Monday, August 20, 2018

Traveling around Michigan's Thumb, June 2018

On our way to Bad Axe for a wedding, our first stop was Frankenmuth, of Christmas and Fried Chicken fame.
Bonner's is Christmas insanity and we didn't last more than ten minutes.
Fans of Elvis and Christmas decor won't be disappointed.
Maybe John Wayne is more your guy.
Lunch was next on the agenda and we checked out the Bavarian Inn first. We were seated with no problem but after 15 minutes without a server showing up we left. It felt more like a tourist trap anyway with lots of dirty tables and waiting customers.
We walked across the street to Zehnder's but apparently a tour bus had just landed so there was a huge wait. The atmosphere felt better than Bavarian Inn but still not worth the wait.
Just down the street we found Frankenmuth Brewery, which was great and just as historic.
Unless you are just passing through, we see no reason to make Frankenmuth your destination.
Before checking into Bad Axe, we drove to the coast to visit some of the towns located on Lake Huron.
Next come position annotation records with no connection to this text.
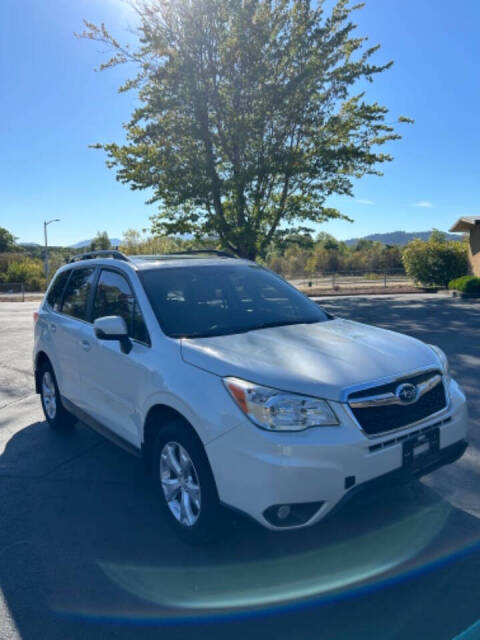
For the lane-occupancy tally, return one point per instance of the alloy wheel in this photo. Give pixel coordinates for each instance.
(180, 485)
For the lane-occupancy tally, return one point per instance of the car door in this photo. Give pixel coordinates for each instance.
(67, 324)
(111, 379)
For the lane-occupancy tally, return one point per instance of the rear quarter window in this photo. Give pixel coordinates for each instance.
(75, 298)
(55, 293)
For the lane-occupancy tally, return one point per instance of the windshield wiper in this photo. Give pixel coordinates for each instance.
(282, 323)
(229, 332)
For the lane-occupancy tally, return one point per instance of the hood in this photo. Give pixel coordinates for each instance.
(320, 359)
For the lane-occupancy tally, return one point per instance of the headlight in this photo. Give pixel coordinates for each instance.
(443, 361)
(279, 411)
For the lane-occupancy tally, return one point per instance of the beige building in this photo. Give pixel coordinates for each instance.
(471, 225)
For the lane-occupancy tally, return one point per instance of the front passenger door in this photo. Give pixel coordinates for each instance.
(113, 380)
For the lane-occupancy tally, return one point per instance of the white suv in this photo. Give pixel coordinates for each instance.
(237, 389)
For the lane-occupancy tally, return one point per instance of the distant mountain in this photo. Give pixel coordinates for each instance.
(399, 238)
(115, 242)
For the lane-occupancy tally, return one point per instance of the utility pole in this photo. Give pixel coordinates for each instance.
(45, 225)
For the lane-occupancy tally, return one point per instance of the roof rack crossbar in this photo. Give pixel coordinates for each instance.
(104, 253)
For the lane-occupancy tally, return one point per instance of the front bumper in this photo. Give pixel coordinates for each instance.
(255, 469)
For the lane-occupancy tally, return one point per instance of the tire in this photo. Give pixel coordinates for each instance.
(181, 471)
(55, 414)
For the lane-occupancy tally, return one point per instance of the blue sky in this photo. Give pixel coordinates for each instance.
(54, 105)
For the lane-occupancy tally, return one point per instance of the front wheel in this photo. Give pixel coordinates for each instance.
(186, 485)
(55, 414)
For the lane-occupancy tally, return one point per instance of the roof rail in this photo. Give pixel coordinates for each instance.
(104, 253)
(193, 252)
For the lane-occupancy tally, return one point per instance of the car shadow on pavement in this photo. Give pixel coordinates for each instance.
(85, 553)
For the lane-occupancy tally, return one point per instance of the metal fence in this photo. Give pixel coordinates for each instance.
(12, 291)
(351, 280)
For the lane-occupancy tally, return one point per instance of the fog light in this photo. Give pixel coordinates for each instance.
(283, 512)
(291, 515)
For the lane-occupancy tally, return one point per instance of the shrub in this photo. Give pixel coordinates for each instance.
(28, 271)
(466, 284)
(435, 263)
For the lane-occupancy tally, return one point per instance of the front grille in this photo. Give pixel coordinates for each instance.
(384, 418)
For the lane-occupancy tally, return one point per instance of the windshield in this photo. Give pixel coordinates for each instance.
(206, 301)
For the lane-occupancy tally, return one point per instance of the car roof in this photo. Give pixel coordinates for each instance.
(151, 262)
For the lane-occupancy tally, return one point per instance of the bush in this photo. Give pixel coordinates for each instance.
(466, 284)
(28, 271)
(435, 263)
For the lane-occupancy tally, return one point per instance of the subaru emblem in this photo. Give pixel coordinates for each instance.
(406, 393)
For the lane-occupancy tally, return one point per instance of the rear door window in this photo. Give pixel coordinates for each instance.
(75, 299)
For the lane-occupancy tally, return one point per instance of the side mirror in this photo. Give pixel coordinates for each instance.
(113, 328)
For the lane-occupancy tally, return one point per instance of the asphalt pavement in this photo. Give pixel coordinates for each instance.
(84, 552)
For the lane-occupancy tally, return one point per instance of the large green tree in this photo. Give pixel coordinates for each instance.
(248, 118)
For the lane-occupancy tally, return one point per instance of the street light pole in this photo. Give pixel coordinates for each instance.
(45, 225)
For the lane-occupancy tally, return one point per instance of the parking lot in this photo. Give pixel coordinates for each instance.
(84, 552)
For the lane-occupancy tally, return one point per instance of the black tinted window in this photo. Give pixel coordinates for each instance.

Harbor Beach was first and has a few claims to fame, the first being the world's largest man-made fresh water harbor, along with an abandoned Coast Guard station and a lighthouse.
Its second claim to fame is being the home of Supreme Court Justice William Francis Murphy (known as Frank Murphy). Before joining SCOTUS, he was mayor of Detroit, Governor-General of the Philippines, Governor of Michigan, and Attorney General of the United States. That's quite a stellar career for someone you've probably never heard of. What he is most famous for, however, is his historic dissent in the Korematsu v. United States case (1944). The case was decided 6-3, in favor of the government's constitutional right to order Japanese citizens into internment camps. In his dissent, Justice Murphy condemned the majority's decision and rejected its reasoning. Murphy wrote that the decision was nothing more than the "legalization of racism" and concluded, "Racial discrimination in any form in any degree has no justifiable part whatever in our democratic way of life. It is unattractive in any setting, but it is utterly revolting among a free people who have embraced the principles set forth in the Constitution of the United States." That's a hero.
Continuing up the coast, we stopped in Port Hope and viewed a historic chimney :-)
Just a little further north was Pointe Aux Barques Lighthouse, where over 100 shipwrecks occurred.
After a drive through Grindstone City,
we made our way to Bayport, home of the Fish Sandwich Festival. What's not to like?
This has to be the best advertising found anywhere.
It was an interesting little town and we enjoyed visiting the fish market.
The next morning we had some time before the wedding and spent it exploring Bad Axe. It's classic small town, rural America.
They still have their old-school theater.
The old train station is converted into a hair salon but the building is preserved.
Pioneer Village highlights some of the town's roots, but it's not open often.
The best part of Bad Axe has to be the "bad axe." Besides containing excessive, funny signage, the library holds the alleged, original bad axe that gave the town its name.
The reason we made this trip was for the wedding of Mary Alice Walker and here are a few photos from that on what was a 90 degree plus day.
We had one last place to check out on our way home and that was Michigan's Military and Space Museum (Frankenmuth). There is so much to see but here are a few highlights from our Michigan astronauts.
Roger B Chaffee
Jack Lousma
Al Worden

Flickr link to Military Museum Photos

It was a great weekend exploring the thumb and spending time with friends!